Sliding around the ruined tower, he noted the hovering helo, it’s gun and optics tracing over the damage it had wrought.
“Still looking, well here-the-fuck I am!” he snarled, shouldering his weapon and pouring the contents of his magazine towards the helo. “Get some!!!!!!!!”
Initally, the gunner of the helicopter saw the muzzle flashes from the ground and laughed over the intercom to his pilot behind him. “Stupid American, he thinks a rifle can shoot us down?”
But the battle hardened Gunny wasn’t just spraying the helicopter in a last act of defiance as the gun swung towards him. He purposefully held his aim at the whirling rotor assembly, watching his rounds striking the delicate network of steel.
Just as the North Korean gunner leant against his scope to aim at the dying Marine, the helicopter’s pilot screamed over the intercom, “We are losing control, something is wrong!!”

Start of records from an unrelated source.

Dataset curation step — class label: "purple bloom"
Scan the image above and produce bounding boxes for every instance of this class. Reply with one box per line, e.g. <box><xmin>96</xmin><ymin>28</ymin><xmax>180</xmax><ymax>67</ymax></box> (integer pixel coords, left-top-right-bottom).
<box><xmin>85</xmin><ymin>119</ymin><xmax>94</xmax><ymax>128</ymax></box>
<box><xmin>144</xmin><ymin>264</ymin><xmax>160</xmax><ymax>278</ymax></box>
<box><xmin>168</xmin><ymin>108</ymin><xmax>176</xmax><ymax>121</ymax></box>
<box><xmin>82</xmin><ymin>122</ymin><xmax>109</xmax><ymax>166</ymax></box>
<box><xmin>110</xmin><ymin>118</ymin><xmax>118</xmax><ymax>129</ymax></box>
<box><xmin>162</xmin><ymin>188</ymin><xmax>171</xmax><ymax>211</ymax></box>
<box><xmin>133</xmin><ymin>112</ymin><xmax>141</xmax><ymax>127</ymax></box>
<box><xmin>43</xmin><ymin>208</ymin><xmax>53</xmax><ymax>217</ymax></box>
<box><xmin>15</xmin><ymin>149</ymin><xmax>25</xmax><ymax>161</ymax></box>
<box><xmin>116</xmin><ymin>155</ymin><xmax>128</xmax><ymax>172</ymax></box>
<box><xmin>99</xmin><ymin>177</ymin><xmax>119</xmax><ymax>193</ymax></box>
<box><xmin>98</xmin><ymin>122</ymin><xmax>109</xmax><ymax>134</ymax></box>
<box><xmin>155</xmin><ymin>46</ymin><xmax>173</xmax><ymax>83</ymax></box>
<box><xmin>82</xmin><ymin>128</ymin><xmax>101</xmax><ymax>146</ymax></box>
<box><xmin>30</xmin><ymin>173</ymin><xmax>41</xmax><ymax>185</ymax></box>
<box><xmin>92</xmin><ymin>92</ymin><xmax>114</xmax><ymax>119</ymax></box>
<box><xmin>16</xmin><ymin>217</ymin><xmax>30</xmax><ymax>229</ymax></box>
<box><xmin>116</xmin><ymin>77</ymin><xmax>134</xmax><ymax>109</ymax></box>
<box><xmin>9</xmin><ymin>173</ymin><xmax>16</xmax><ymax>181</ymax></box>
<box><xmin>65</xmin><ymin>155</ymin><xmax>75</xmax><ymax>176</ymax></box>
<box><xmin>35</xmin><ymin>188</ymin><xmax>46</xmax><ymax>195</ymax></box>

With a rending scream, the rotor assembly disintegrated, pieces flying off in all directions. The stricken aircraft dropped like a stone onto the minefields and barbed wire of the Parallel, torn asunder by the detonating mines and it’s own weapons and fuel.
Back at the devastated guard point, their nemesis lay sprawled against the tower, his sightless eyes staring into the distance. He had lived the Marine life and had died in the same manner, duty, honour, Corps.